I can specify the number n, which controls the number of times I saved my
data (the number of timesteps of a simulation in my case)

To sum this test program,

    call hdf5_init(filename)
    do i = 1, n
        call hdf5_write(datatosave)
    end do
    call hdf5_close()



With n =0, I have a HDF5  file with size 1.11 Mo, which corresponds to a
370 bytes per empty dataset (Totally reasonnable).
With 1 =0, I have a HDF5  file with size 7.13 Mo, which surprises me. Why
such an increase?
With 2 =0, I have a HDF5  file with size 7.15 Mo, which is leads to an
increase of 0.02 Mo which is logical : 3000*8*1/1e6 =0.024 Mo)

When setting chunk size to 10, I obtain the following results

With n =0, I have a HDF5  file with size 1.11 Mo, which corresponds to a
370 bytes per empty dataset.
With 1 =0, I have a HDF5  file with size 7.34 Mo, which surprises me.
With 2 =0, I have a HDF5  file with size 7.15 Mo, which is leads to an
increase of 3000*8*10/1e6, which is logical.

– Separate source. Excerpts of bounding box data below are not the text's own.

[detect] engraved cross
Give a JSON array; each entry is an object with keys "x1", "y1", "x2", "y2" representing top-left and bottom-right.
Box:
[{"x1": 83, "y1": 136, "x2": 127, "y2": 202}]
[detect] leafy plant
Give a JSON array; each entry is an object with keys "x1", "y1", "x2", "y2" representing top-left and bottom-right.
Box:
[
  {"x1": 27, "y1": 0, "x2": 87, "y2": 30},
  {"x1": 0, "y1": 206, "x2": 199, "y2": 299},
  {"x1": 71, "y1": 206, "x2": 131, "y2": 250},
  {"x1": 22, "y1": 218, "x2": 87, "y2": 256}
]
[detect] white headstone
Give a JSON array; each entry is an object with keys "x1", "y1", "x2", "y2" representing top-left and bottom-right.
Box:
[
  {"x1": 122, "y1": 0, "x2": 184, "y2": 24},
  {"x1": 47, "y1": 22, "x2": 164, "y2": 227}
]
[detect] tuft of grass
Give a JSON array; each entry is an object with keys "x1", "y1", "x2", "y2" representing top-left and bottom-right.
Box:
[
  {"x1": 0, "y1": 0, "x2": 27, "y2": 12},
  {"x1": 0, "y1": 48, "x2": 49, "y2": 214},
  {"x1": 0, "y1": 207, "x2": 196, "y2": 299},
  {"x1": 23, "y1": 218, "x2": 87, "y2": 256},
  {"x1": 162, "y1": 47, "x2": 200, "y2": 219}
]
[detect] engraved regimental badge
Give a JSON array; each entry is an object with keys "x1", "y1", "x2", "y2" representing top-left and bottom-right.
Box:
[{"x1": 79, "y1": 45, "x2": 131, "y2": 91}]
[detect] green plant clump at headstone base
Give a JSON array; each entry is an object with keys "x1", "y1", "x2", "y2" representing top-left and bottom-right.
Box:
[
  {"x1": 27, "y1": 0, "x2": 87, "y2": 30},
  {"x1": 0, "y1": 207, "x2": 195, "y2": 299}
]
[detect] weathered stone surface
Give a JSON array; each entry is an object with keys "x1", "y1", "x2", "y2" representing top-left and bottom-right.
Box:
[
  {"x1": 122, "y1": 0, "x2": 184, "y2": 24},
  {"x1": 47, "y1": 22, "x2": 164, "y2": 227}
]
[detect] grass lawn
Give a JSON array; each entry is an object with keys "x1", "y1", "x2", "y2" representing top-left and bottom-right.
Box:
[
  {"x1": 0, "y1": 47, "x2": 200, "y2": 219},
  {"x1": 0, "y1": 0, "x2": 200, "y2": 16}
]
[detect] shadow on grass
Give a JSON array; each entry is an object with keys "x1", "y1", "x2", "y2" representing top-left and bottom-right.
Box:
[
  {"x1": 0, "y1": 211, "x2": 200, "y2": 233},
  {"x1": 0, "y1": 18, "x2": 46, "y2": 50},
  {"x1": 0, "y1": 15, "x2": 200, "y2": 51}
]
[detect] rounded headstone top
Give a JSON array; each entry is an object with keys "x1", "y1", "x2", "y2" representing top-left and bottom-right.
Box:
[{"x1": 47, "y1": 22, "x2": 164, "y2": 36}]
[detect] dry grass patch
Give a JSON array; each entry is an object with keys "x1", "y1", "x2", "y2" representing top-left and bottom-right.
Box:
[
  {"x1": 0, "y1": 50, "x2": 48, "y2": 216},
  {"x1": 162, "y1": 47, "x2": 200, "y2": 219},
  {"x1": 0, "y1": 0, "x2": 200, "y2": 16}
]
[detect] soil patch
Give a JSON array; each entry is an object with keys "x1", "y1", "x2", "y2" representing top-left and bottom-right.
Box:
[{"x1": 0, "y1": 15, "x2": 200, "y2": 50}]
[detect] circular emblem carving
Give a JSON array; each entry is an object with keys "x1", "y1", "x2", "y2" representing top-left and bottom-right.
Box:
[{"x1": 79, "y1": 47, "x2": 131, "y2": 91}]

I don't understand the first increase of size. It does not make this data
storage very efficient.
Do you think coumpound dataset with 3000 columns will present the same
behaviour? I have not tried since I don't know how to map the content of an
array when calling the h5dwrite_f function for a compound dataset.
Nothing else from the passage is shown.